Spinning Up a Spark Cluster on Spot Instances: Step by Step

eranation · on Oct 17, 2015

Very nice. I prefer using the built in command line ec2 scripts packages with all Spark versions.

https://spark.apache.org/docs/latest/ec2-scripts.html

You can even specify the spot instance price, instance type, number of nodes, etc.

e.g.

./spark-ec2 --key-pair=awskey --identity-file=awskey.pem --region=us-west-1 --zone=us-west-1a --spot-price=0.2 --instance-type=m4.4xlarge launch my-spark-cluster

ddrum001 · on Oct 17, 2015

Indeed, the script works quite well for Spark - but we also wanted to provide a guide for those who would like to further understand the config files, especially for those who want to 'tinker' with these down the road (e.g. adding nodes to the cluster). Also, we find it helpful for learning to set up Spark on other platforms, and setting up other systems that don't have ec2 scripts yet.

boulos · on Oct 17, 2015

If you don't care to do all the setup yourself, we've recently announced Dataproc as a fully-managed service including support for Preemptible VMs: https://cloud.google.com/dataproc/ .

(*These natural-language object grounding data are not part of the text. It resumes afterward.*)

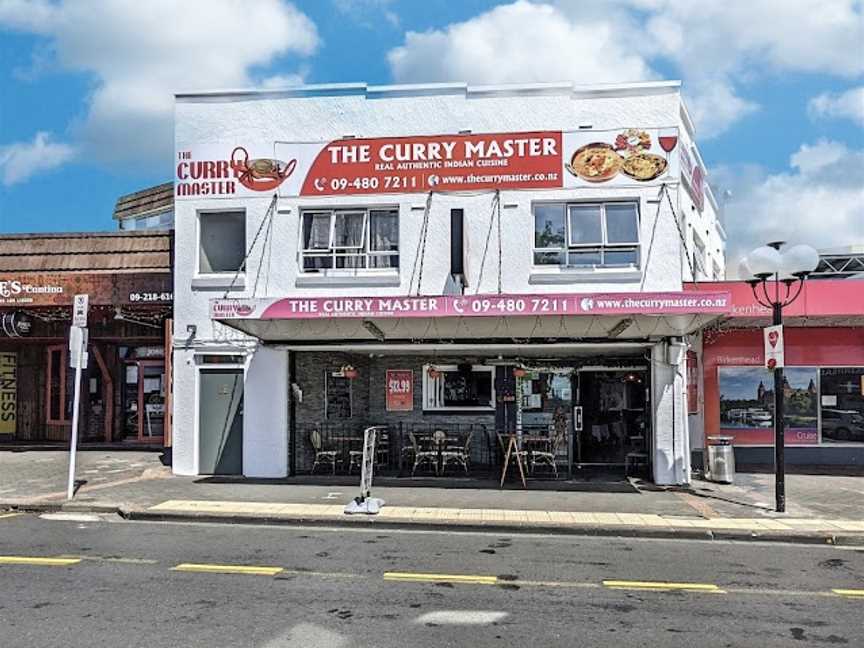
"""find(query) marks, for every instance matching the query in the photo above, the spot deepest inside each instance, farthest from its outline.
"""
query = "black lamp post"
(776, 280)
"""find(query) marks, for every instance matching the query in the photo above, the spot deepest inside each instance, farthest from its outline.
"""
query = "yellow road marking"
(228, 569)
(849, 593)
(661, 586)
(412, 577)
(32, 560)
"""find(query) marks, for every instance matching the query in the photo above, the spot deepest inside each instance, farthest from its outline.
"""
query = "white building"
(536, 237)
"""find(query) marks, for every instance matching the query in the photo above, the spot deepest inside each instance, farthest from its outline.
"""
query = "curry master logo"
(220, 177)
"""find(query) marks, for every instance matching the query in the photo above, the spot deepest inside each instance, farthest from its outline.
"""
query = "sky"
(776, 88)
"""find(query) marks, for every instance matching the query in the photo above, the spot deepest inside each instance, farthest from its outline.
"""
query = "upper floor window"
(221, 241)
(586, 234)
(350, 239)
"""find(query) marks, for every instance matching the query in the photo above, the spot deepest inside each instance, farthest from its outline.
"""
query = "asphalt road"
(125, 584)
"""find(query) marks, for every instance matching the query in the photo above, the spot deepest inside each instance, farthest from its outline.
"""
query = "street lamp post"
(776, 280)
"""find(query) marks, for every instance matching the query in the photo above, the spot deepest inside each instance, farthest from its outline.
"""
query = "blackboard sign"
(337, 397)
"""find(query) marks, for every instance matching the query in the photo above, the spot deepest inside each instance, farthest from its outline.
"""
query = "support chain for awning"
(268, 216)
(494, 215)
(420, 256)
(665, 189)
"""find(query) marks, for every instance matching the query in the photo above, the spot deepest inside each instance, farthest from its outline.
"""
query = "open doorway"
(614, 426)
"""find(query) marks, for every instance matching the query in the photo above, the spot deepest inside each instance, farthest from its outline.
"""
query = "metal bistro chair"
(422, 456)
(547, 458)
(322, 456)
(457, 455)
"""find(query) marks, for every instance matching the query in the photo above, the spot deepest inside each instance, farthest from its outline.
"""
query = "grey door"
(220, 416)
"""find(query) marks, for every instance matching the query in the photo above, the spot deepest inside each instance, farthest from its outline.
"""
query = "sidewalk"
(822, 508)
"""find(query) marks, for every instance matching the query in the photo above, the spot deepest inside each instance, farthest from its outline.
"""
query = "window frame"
(564, 253)
(433, 399)
(240, 272)
(333, 252)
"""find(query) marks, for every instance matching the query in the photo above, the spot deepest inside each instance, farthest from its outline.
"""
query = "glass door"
(144, 401)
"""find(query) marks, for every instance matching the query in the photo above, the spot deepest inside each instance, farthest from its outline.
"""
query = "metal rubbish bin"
(721, 459)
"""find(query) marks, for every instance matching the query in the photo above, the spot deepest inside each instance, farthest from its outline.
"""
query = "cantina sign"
(524, 160)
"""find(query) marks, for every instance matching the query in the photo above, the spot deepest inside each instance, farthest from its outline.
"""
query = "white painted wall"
(671, 442)
(265, 414)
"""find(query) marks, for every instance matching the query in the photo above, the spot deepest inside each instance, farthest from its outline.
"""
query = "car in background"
(759, 418)
(842, 425)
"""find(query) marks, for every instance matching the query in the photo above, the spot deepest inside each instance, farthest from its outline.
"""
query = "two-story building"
(456, 263)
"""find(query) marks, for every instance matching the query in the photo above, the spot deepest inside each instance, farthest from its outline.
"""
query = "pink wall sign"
(668, 303)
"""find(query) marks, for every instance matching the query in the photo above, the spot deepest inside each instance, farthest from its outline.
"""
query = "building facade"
(469, 261)
(733, 392)
(125, 385)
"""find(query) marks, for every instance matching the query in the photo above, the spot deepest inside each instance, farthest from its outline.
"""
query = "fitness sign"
(465, 162)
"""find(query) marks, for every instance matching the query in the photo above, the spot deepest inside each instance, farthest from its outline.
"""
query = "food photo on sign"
(418, 164)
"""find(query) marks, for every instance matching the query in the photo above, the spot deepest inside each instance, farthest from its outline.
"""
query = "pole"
(76, 406)
(779, 427)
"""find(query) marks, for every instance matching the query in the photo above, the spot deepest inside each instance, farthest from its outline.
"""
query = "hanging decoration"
(350, 372)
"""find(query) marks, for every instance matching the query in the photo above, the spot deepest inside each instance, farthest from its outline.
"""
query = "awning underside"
(539, 328)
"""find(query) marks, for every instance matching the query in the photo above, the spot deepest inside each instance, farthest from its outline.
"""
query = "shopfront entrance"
(613, 418)
(144, 401)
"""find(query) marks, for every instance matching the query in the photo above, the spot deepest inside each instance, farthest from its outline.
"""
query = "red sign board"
(400, 390)
(669, 303)
(529, 160)
(546, 159)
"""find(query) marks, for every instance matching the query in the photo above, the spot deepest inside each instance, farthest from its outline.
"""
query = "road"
(118, 583)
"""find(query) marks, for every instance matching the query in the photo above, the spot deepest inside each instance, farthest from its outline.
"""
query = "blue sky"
(776, 89)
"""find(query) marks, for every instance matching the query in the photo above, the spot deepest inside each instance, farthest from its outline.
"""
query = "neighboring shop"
(125, 386)
(823, 376)
(515, 270)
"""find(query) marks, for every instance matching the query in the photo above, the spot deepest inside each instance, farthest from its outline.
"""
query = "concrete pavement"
(138, 486)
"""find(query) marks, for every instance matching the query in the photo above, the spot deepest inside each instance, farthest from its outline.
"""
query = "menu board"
(400, 390)
(337, 396)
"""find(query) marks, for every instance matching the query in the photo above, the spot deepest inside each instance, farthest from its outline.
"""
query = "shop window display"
(842, 404)
(747, 405)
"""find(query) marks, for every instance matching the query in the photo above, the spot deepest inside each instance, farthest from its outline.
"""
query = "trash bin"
(721, 459)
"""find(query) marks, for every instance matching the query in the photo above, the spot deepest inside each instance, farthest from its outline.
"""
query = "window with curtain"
(586, 234)
(350, 239)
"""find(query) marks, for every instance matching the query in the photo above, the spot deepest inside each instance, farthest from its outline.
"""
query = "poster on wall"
(747, 405)
(842, 415)
(692, 383)
(422, 163)
(8, 393)
(400, 390)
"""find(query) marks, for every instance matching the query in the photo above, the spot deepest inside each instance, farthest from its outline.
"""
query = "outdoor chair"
(457, 455)
(322, 456)
(423, 456)
(546, 457)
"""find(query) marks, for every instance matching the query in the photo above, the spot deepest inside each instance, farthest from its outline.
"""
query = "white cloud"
(849, 105)
(818, 201)
(281, 81)
(140, 53)
(519, 42)
(22, 160)
(367, 12)
(717, 47)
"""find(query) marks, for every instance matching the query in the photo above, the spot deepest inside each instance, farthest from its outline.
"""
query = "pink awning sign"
(666, 303)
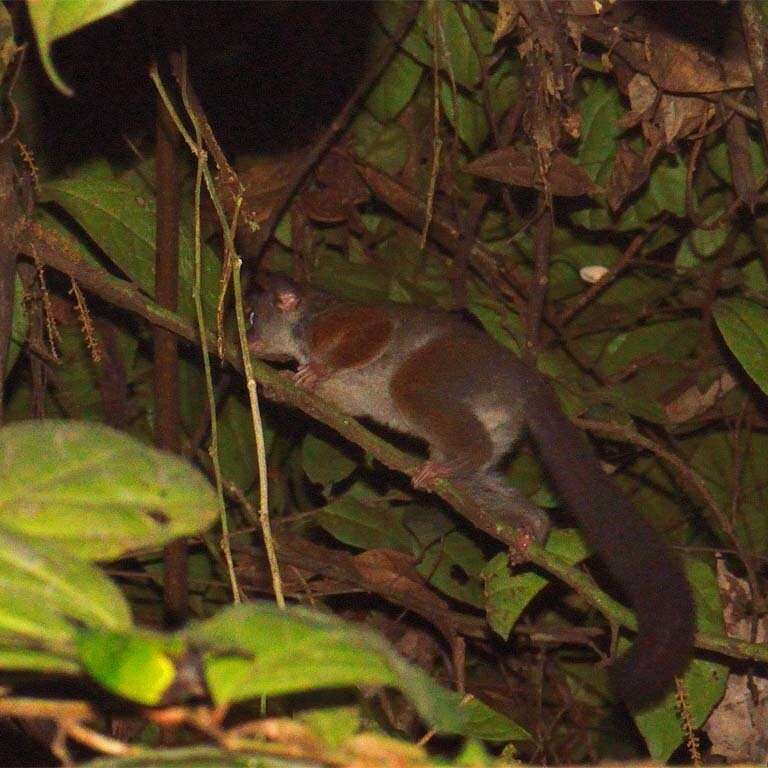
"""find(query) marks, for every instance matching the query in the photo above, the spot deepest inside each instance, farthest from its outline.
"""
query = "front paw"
(430, 471)
(308, 376)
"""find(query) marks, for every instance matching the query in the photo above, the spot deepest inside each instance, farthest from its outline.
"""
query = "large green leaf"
(96, 492)
(256, 649)
(38, 573)
(121, 221)
(744, 325)
(138, 666)
(507, 595)
(52, 19)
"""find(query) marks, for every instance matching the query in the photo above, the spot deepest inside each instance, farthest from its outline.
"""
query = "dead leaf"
(506, 19)
(516, 167)
(628, 173)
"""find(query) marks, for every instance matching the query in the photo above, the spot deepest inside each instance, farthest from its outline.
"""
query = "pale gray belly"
(364, 393)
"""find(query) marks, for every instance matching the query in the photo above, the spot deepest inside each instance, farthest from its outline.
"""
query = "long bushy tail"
(636, 556)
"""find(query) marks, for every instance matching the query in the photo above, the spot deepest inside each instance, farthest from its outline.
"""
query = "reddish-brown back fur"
(348, 336)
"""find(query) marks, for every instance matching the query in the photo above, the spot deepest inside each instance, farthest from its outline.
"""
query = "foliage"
(653, 326)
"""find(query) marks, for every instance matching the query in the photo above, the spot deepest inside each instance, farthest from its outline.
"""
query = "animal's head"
(275, 309)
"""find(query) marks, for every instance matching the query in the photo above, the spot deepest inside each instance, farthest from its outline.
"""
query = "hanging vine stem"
(229, 244)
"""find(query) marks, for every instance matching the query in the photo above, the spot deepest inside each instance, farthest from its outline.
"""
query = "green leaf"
(193, 757)
(459, 40)
(19, 325)
(507, 596)
(256, 649)
(36, 661)
(95, 492)
(52, 19)
(394, 88)
(600, 110)
(324, 463)
(334, 725)
(453, 565)
(122, 223)
(138, 667)
(366, 523)
(744, 325)
(725, 465)
(465, 115)
(383, 147)
(237, 444)
(36, 573)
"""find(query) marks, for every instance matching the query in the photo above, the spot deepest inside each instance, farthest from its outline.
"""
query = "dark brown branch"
(754, 37)
(336, 127)
(166, 353)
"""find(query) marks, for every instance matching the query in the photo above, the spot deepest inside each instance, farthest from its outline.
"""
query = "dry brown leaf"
(513, 166)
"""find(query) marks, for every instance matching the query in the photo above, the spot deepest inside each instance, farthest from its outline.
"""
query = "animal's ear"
(287, 299)
(285, 293)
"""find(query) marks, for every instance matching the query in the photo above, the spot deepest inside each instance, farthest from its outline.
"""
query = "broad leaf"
(95, 492)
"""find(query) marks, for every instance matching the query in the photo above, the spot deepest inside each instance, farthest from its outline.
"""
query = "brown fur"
(430, 375)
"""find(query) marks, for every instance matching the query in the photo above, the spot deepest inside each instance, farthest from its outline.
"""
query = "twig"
(338, 124)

Disclaimer: I work on Compute Engine, specifically Preemptible VMs, but didn't work on Dataproc (though I did add --preemptible to bdutil!)

stuartaxelowen · on Oct 17, 2015

It only specifies pricing per CPU - how is affected by memory per node? Is that configurable?

boulos · on Oct 18, 2015

I wish they had been more clear, sorry about that (I'll send them the equivalent of a pull request): you pay for Dataproc at a rate of $.01/"core"/hour regardless of which instance shape you use. However, you still pay for the underlying compute and storage; $.01/core/hour is the "service" fee.

jcrites · on Oct 18, 2015

Neat!

EMR also added support for Spark this year: https://aws.amazon.com/elasticmapreduce/details/spark/

stuartaxelowen · on Oct 17, 2015

There's a script for that, actually:

http://spark.apache.org/docs/latest/ec2-scripts.html

technofiend · on Oct 18, 2015

Man, wish I could use spark at work but it uses a mavenized build that requires open internet access for dependency download. Not worth it when I have to register every dependent jar file by hand in my internal repository.

angryasian · on Oct 18, 2015

you use an uberjar or fatjar and package the dependencies as a single jar.

angryasian · on Oct 18, 2015

Why wouldn't you just use EMR with yarn and spark 1.5 ?